I've been following this story from the first moments of coverage. Now it looks like it is coming to an end.
Quick recap for those who don't like clicking:
Early on January 20th, 2007, three Palestinian students were beaten by Guilford College athletes (football players) as the athletes used anti-Muslim slurs. Two of the students went to Guilford College; the other one was visiting from NCSU.
Since then, the coverage has waned and the story itself has fizzled into the world of "um, okay, whatever." As the stories of what happened started to clash, divided camps emerged. The FBI was looking into possible hate crimes. Those who saw the issue as an overall culture of violence became active and NCSU hosted a Stop the Hate public forum to openly discuss the issue. Students walked out of class in protest. A Guilford College professor spouted off in the local paper. And the right wing took some suspicious characters on campus asking about the football players as Muslim Hit Squads.
Finally, the Greensboro Police finish their probe, saying they haven't found any further information. Six students faced charges of assault and ethnic intimidation. But the DA was waiting on Guilford College to conclude their investigation. And waiting. Greensboro police drop the charges on two of the students because - according to the assaulted students - they did not participate in the beating. Guilford College finally has something to say about the "Bryan Hall Incident." As of last week, the Palestinian students have offered to drop the charges if the athletes would apologize. Three of the four football players have done so. One is left.
What happens to a story, to a case that starts with football players beating on minorities, using racial slurs, FBI, college, and police investigations that turns it into the jello-kneed "um, sorry" that it has become? Why am I disappointed that everyone took some time off, reflected on the situation, and cooler heads prevailed?
Because I smelled blood. Because I was picked on by football players in my younger years. Because I burst into a shrapnel-spitting anger-ball when ignorant bigotry rears its ugly head.
Because I don't know that this is the best result. It is clearly the best result for those involved: Palestinian kids look good, football players verbally repent, and it's over. But is it the best result for the viewers, the attendees in the bleachers trying to glean a lesson from this?

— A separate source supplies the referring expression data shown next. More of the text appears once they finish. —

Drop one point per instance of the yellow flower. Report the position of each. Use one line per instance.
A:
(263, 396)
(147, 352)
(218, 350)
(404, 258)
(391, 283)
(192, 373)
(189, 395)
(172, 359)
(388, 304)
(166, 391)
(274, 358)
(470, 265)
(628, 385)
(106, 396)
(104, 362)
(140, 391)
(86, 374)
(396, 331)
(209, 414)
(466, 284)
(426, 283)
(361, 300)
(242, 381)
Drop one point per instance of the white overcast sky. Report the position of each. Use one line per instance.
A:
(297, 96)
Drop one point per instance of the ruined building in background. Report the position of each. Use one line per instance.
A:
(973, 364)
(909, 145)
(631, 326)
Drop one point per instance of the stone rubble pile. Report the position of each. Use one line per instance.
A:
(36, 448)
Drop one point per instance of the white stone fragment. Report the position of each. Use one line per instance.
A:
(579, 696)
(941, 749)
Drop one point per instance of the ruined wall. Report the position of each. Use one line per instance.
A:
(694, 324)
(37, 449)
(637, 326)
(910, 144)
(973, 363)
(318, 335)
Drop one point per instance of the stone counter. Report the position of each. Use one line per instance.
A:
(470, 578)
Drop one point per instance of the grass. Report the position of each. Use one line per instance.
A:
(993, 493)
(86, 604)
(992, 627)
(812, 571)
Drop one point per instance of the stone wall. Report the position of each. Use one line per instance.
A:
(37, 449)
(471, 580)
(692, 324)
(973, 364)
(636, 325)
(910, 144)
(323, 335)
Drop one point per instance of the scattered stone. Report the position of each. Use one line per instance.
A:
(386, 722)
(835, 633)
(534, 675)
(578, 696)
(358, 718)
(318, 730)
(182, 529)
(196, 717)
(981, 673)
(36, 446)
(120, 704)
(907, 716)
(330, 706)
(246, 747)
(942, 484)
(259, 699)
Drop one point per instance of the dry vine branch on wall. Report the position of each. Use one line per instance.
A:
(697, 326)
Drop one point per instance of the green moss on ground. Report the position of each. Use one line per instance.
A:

I guess so. Why? Because any ignorant person who needed to learn a lesson (whether that humility or jail time result from ignorance) dismissed the story with a "Fuckin' Ay-rabs" and flipped back over to WWE the day it broke. The people still watching already know the lesson, but the stands are almost bare. Everyone's long gone, hot dog parchment paper blows past three Palestinian kids in the middle of the muddy field, and --
Holy shit! No more Comedy Central on YouTube? What the hell, dude?